There is a serious side to getting the details right too, however.

She said: “As a nurse, I see people at their worst times in life, with the emotions that people go through and the things they deal with.

“I think that’s inspired me to put more emotion in my work because I understand it all a little bit more.

“It’s tough watching somebody die, and it’s tough being a family member and standing there knowing there’s nothing you can do about it.”

She added: “And it’s the same thing for medical people, trying to do the best you can for somebody and keeping them as comfortable as they can, so that lends itself to the writing.

“I really do believe that nursing made me a better writer.”

And the grisly reality of death is prevalent in Alexandrea’s latest book, ‘Have You Seen Me?’

She said: “There’s a particular scene in my new book where there is a death by asphyxiation, but it’s really oxygen depletion.

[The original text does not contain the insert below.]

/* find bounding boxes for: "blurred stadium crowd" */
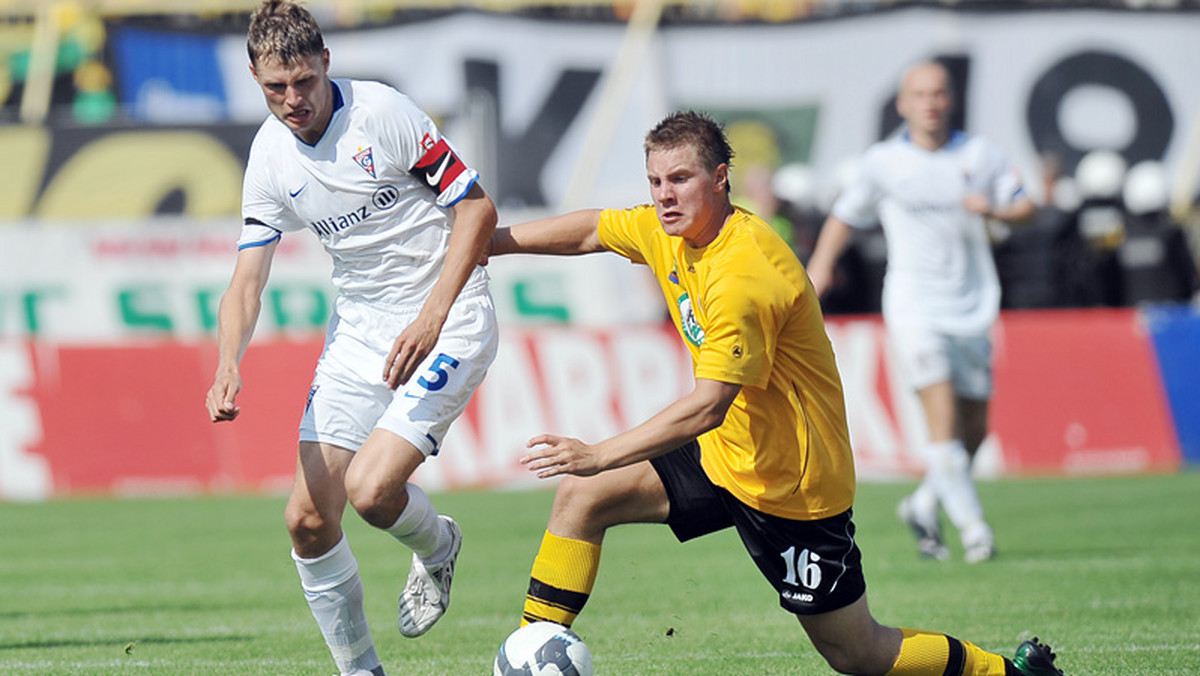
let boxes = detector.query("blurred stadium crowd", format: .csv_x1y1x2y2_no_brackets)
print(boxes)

“When I was doing my research, I found it fascinating that there are special fire deterrence systems which suck oxygen out of the room and replace it with carbon dioxide.

“If you’re stuck in there, you suffocate because there’s no oxygen.”

She then brought her nursing knowledge of how you feel when you know you can’t get oxygen into play.

She explained: “There’s nothing more terrifying than not being able to breathe.

“You start to get tingling fingers and toes, and you start to lose your ability to move, and then your mind starts playing tricks on you and you think you see things.”

Alexandrea’s latest novel is now available. (Collect/PA Real Life)
Alexandrea’s latest novel is now available. (Collect/PA Real Life)

She added: “Then the desperation comes and you’re clawing at everything you can to get air.

“I think making the books medically accurate actually makes them scarier because this could really happen to someone.”

But despite spending her free time killing off her characters, Alexandrea’s top priority remains saving the lives of her patients.

She said: “I only understand my characters and the pain they go through so well because of the people I’ve met in my profession.

“I was an ICU nurse for four years and I’ve had a lot of patients that were on a ventilator, it’s a terrible time for them and for their family.

“It was my job to keep them calm and to take care of them. I take that job very seriously.”

She added: “Watching somebody go through the process of recovery and getting to see them leave hospital is the most incredible feeling.

“My patients have made me the writer I am today, I wouldn’t trade my job for the world.”